L'EREDITA' PETROLCHIMICA
 







di Manuela Cartosio




Felice Casson non è tipo da indulgere agli ozi romani. Insediatosi a Palazzo Madama il 28 aprile, il neosenatore Felice Casson (eletto come indipendente nelle liste Ds) ha subito depositato un disegno di legge. Sull’amianto, una delle tante sostante mortifere di cui si è occupato da magistrato. Casson è stato il pubblico ministero nel maxi processo contro il petrolchimico di Porto Marghera dove a far strage di operai è stato il cvm, il cloruro di vinile monomero. Venerdì la Cassazione ha chiuso definitivamente il processo, confermando la sentenza d’appello pronunciata nel dicembre 2004 nell’aula bunker di Mestre: cinque ex dirigenti Montendison condannati a un anno e mezzo di carcere per la morte dell’operaio Tullio Faggin, deceduto nel 1999 per angiosarcoma al fegato, «tipico» tumore causato dal cvm. L’ultimo ad andarsene di una vasta schiera (la lista presentata da Casson conteggiava 157 decessi), l’unico omicidio colposo non «caduto in prescrizione».
Nonostante
le tante e vaste prescrizioni, la sentenza d’appello aveva corretto il «tutti assolti» del primo grado che - era il 2 novembre 2001 - aveva sbigottito e fatto piangere i parenti delle vittime. Tutti morti perché fumavano o bevevano qualche ombreta? «Di qualcosa bisogna pur morire», commentò il difensore di uno dei 28 imputati, il gotha della chimica italiana al gran completo. Frase che non si dimentica. La sentenza d’appello, trovando un punto di equilibrio tra garantismo e giustizia sostanziale, ha risarcito il bisogno di giustizia di un’intera comunità e riconosciuto la fondatezza dell’impianto accusatorio sostenuto da Casson.

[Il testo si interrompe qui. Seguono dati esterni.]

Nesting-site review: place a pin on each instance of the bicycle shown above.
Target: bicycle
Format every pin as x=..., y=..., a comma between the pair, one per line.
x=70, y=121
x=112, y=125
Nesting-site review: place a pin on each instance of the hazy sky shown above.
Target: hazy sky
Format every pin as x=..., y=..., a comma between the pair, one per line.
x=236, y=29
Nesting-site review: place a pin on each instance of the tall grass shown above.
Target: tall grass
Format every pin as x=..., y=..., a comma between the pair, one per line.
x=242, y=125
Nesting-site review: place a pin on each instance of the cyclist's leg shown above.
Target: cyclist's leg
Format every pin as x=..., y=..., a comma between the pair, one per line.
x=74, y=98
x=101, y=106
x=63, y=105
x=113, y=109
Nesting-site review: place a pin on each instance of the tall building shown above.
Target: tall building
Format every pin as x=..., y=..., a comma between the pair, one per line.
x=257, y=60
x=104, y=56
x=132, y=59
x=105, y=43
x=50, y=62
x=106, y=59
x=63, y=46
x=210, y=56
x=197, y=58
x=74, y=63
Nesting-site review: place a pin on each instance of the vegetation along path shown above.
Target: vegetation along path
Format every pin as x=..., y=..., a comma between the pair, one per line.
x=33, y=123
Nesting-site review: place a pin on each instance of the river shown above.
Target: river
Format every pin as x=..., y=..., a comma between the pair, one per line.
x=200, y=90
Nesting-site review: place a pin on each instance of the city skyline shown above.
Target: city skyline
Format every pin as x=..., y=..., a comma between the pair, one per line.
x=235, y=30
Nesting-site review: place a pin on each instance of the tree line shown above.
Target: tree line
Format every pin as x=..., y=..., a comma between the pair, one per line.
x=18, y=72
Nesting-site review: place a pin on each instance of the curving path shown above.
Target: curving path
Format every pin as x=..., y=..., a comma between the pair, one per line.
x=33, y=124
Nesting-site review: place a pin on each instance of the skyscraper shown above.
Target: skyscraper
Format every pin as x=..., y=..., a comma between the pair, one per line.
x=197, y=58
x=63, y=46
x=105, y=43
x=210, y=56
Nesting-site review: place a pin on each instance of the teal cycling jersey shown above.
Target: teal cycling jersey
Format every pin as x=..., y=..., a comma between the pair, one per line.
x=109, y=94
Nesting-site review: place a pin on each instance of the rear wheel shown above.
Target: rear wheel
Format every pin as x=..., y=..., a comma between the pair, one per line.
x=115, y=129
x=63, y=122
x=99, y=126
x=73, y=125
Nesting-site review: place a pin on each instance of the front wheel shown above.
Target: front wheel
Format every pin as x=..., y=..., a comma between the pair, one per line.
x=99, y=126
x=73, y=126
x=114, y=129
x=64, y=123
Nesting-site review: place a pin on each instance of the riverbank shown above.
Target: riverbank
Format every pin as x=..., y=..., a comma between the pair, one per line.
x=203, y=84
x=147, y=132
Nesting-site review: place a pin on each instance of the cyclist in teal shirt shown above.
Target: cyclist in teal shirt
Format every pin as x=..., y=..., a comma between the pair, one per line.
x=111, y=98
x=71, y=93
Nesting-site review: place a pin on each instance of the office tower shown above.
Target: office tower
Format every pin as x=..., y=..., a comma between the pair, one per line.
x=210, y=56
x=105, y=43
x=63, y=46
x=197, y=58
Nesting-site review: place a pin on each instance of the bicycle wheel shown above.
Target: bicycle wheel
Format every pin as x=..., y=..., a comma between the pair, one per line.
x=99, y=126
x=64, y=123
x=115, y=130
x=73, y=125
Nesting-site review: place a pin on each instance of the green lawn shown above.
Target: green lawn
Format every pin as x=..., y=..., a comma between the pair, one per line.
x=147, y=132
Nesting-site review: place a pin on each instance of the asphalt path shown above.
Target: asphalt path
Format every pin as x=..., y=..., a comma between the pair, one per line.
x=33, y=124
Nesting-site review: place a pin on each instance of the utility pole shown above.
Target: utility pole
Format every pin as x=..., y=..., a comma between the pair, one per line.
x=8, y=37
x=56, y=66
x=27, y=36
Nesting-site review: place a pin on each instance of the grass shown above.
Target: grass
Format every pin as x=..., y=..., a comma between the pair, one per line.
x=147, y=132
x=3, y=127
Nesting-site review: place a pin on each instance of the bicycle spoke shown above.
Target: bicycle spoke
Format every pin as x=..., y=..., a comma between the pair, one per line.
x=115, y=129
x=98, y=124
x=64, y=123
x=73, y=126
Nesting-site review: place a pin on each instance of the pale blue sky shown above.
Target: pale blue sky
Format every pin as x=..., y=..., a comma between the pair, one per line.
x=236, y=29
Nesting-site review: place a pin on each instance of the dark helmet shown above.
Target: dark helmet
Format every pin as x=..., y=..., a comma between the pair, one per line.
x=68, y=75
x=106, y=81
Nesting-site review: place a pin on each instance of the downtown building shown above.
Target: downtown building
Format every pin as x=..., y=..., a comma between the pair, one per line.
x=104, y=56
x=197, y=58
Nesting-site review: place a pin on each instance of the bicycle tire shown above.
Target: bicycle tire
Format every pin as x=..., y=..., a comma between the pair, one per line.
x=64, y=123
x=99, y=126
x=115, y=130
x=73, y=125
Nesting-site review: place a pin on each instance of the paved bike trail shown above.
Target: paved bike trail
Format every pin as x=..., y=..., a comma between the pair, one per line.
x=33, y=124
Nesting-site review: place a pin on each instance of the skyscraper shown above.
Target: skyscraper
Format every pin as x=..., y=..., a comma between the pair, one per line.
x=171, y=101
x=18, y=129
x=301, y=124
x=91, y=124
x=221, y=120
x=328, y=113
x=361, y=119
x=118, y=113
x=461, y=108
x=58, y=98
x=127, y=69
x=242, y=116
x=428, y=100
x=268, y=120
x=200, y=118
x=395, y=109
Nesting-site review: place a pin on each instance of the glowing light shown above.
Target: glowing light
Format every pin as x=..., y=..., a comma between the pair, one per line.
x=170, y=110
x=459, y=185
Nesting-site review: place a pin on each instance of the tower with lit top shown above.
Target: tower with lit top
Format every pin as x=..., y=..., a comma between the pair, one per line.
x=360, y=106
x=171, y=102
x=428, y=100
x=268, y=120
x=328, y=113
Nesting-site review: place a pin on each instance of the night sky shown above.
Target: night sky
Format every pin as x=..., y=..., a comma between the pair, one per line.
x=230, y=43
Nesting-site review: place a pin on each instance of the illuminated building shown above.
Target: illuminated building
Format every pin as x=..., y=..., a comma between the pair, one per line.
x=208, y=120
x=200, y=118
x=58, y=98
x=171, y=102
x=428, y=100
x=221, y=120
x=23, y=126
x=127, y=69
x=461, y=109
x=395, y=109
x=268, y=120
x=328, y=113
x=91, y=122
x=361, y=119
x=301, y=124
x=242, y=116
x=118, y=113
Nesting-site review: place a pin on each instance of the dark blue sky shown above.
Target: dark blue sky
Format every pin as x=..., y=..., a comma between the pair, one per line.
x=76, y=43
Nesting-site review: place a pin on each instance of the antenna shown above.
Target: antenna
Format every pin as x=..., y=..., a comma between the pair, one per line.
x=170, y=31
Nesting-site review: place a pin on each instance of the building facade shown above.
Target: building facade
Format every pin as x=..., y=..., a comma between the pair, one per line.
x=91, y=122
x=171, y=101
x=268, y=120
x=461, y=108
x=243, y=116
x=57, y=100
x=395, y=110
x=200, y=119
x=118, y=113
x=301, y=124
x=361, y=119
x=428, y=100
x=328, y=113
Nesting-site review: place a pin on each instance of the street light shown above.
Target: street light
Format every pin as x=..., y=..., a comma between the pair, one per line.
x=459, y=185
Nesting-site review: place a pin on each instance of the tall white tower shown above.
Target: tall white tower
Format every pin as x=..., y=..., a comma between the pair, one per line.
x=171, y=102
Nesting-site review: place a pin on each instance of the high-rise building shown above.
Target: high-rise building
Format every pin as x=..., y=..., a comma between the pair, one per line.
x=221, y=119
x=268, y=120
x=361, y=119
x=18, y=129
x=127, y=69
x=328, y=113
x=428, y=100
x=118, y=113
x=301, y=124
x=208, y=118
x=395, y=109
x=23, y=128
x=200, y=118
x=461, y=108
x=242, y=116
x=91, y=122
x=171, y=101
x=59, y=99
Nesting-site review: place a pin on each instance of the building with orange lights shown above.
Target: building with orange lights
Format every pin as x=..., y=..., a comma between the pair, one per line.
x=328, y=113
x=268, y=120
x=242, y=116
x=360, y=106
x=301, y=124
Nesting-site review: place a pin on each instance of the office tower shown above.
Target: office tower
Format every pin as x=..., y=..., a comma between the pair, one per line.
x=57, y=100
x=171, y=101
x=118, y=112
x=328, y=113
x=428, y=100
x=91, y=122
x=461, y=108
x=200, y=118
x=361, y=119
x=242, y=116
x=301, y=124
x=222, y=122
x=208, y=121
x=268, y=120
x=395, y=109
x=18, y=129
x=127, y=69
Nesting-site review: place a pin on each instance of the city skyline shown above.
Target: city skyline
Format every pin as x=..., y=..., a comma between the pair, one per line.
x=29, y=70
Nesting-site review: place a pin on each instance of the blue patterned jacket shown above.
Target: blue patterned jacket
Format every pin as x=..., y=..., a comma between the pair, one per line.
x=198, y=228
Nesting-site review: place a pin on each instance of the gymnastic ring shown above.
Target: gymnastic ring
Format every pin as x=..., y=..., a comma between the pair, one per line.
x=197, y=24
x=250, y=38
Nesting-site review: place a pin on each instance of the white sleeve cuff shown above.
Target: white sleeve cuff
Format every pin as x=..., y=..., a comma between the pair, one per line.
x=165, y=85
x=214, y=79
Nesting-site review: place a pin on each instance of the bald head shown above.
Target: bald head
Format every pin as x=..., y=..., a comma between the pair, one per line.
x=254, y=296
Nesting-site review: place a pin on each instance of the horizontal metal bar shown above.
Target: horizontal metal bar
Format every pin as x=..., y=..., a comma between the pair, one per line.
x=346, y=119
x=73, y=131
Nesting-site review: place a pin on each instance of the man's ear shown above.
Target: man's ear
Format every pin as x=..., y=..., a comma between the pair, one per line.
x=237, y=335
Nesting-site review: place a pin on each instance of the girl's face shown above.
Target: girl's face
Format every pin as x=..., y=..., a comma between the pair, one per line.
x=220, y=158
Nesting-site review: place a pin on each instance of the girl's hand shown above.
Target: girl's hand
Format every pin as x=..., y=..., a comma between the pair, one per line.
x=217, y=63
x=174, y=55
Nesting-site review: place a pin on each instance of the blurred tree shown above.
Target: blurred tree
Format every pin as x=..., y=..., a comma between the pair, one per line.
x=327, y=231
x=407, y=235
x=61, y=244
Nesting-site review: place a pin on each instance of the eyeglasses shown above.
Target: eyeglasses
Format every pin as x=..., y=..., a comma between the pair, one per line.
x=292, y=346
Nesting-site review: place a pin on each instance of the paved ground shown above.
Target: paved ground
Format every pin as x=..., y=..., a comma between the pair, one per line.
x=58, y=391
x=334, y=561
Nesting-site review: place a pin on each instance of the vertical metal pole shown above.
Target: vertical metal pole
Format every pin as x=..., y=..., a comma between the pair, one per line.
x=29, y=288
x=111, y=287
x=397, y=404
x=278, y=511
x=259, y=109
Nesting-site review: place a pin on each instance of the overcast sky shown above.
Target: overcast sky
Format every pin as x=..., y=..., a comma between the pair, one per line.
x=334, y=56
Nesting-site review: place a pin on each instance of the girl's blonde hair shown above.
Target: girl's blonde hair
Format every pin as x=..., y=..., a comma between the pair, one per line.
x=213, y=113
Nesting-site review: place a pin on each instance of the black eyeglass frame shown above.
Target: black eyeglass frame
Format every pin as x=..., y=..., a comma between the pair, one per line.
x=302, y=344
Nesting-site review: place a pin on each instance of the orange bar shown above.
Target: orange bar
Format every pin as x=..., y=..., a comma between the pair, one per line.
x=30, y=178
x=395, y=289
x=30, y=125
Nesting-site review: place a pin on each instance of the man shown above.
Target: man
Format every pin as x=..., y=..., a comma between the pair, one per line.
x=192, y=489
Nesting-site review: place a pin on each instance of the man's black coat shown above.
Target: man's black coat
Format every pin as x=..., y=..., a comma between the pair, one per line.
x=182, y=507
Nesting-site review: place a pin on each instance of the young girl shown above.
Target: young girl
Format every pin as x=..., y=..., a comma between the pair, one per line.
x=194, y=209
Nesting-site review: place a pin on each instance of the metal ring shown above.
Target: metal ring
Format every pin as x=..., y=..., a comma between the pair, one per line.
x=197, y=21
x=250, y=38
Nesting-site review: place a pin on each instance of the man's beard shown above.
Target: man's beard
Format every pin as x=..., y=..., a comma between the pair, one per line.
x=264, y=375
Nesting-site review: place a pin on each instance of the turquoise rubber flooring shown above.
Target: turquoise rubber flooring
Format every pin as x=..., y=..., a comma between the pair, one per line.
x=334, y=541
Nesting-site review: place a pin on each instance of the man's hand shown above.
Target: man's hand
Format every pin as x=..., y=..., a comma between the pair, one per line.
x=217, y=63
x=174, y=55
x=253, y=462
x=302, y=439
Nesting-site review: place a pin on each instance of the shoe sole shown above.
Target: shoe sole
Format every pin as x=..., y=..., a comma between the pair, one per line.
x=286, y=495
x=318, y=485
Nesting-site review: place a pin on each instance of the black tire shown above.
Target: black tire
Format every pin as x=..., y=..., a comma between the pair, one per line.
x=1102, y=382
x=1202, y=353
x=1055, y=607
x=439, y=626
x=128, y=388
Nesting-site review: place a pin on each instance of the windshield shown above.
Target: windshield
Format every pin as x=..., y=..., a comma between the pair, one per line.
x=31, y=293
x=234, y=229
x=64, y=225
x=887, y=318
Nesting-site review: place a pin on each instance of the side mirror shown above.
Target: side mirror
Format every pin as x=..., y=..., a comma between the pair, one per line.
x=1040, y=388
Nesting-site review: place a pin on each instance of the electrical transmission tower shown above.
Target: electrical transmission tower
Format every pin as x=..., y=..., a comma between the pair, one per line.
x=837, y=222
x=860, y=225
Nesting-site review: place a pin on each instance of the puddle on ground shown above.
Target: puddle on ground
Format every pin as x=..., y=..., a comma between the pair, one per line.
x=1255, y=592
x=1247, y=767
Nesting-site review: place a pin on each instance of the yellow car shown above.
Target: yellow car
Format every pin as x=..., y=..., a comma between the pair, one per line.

Il timbro definitivo della Cassazione, dichiara l’ex magistrato, è estremamente importante. La Suprema corte «mette al primo posto la salute, applicando la Carta costituzionale». Banale? Mica tanto, replica il neosenatore. «Significa che quando si verificano gravi casi di danno alla salute dei lavoratori è giusto e corretto procedere anche con un processo
penale». Certo, i processi si fanno sempre in ritardo, i tumori hanno latenze di decenni, scattano le prescrizioni. Di questo Casson si rammarica ma, aggiunge, il tempo che passa non può essere un alibi. «I processi sono lunghi e complicati, però bisogna farli». In sede penale, ribadisce. La sottolineatura rinvia a uno scontro tra «scuole di pensiero» giuridico emerso in dibattimento nell’aula bunker di Mestre. Una, rappresentata dal professor Federico Stella, patrono dell’Enichem: «Non si potrà mai accertare al di là di ogni ragionevole dubbio il nesso di causalità tra la morte di un operaio del petrolchimico e il cvm. Questo processo andava fatto in sede civile, dove basta il probabile». L’altra, interpretata dai difensori di parte civile e, ovviamente, dal pm Casson. Che liquida il contenzioso in modo spiccio: «Se si dà retta al professor Stella, si esce dalla Costituzione italiana. La salute divente merce. Un’azienda procura danni alle persone o all’ambiente? Paga e tutto finisce lì. Andrà bene per le imprese, non per la giustizia».
Per dirla tutta, la sentenza della Cassazione chiude a favore di Casson anche un altro contenzioso, quello con i giudici di primo grado. Garantisti sinceri e non pelosi, corre l’obbligo di ricordare, uno pure lettore del manifesto. Avevano fatto derivare la loro assoluzione plenaria da una data feticcio, l’anno 1973. Prima d’allora, avevano argomentato, non c’erano le leggi e non si sapeva quanto fosse nocivo il cvm. Dopo, i padroni del Petrolchimico hanno grosso modo rispettato le normative. Confermano le condanne, afferma Casson, la Cassazione dice che le leggi sulla salubrità dell’aria, dell’acqua e dei luoghi di lavoro c’erano fin dagli anni ’50. «E valevano per le imprese, per le amministrazioni pubbliche e per i magistrati». Anche questi ultimi hanno girato la testa dall’altra parte. L’esposto di Gabriele Bortolozzo, l’operaio del Petrolchimico che per primo documentò l’epidemia di tumori tra i colleghi, da cui ha preso
avvio l’inchiesta di Casson è del 1994. «Ma non era il primo», precisa l’ex pm. Se qualche magistrato non avesse messo nel cassetto le denunce di Bortolozzo, le prescrizioni non sarebbero scattate».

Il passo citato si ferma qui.